If you leave some fields empty, Influgen applies sensible defaults:

  • default platform: instagram
  • default type: short for TikTok or YouTube, otherwise reel
  • default duration: 8 seconds
  • allowed duration range: 5 to 60 seconds
  • default aspect ratio: 9:16
  • supported aspect ratios: 9:16, 1:1, 16:9

If the content type does not match the platform, the request is rejected before it reaches the generation queue.

[screenshot: Video generation form with scene description field, duration selector, and live queue status card]

What makes a good scene description

Think like a director, not a generic prompter.

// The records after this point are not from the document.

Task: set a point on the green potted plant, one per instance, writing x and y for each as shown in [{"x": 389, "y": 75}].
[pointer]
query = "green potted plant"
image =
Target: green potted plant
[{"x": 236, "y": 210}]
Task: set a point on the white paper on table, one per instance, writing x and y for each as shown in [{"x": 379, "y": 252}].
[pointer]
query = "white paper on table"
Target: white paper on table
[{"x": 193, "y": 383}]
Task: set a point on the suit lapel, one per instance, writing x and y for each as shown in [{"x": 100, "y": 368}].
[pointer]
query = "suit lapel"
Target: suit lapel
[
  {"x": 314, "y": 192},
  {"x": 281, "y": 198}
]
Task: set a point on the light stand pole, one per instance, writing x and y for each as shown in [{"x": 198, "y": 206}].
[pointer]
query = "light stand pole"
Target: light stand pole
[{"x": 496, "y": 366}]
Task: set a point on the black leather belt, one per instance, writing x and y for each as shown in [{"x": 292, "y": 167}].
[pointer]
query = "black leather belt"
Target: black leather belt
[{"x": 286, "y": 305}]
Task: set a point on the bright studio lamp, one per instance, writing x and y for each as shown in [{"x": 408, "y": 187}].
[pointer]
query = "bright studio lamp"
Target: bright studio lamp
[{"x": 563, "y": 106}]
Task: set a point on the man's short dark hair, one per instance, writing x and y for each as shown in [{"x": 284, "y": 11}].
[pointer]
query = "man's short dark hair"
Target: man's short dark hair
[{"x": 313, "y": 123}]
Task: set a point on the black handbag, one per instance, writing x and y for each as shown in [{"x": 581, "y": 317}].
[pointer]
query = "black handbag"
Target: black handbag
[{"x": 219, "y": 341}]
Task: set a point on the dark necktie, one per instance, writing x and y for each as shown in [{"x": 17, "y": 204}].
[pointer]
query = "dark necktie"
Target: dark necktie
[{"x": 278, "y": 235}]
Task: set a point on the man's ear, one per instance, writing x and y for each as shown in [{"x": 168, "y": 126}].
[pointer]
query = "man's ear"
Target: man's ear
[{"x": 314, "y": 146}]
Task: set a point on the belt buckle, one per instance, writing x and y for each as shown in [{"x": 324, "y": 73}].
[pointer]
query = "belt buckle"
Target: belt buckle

Strong scene descriptions include:

  • setting
  • action
  • mood
  • framing
  • pacing

Example:

Walking through a marble hotel lobby at golden hour, subtle camera push-in, confident luxury travel energy, soft motion in the dress, cinematic but social-first.

Queue behavior

Video generation creates:

  • a content item
  • a background job

You can then poll status through the video status endpoint. When the provider finishes, Influgen finalizes:

  • video URL
  • thumbnail URL
  • duration
  • aspect ratio
  • media review state
  • credit usage

Approval behavior

Like image generation, completed videos land as:

  • ready if the character is in manual review mode
  • approved if autopilot is enabled

That keeps video and image workflows consistent across the product.

Where video generation fits

Use standard video generation when you want model-created scenes from a prompt. Use Motion Transfer when you already have a source clip and want the character to inherit its movement.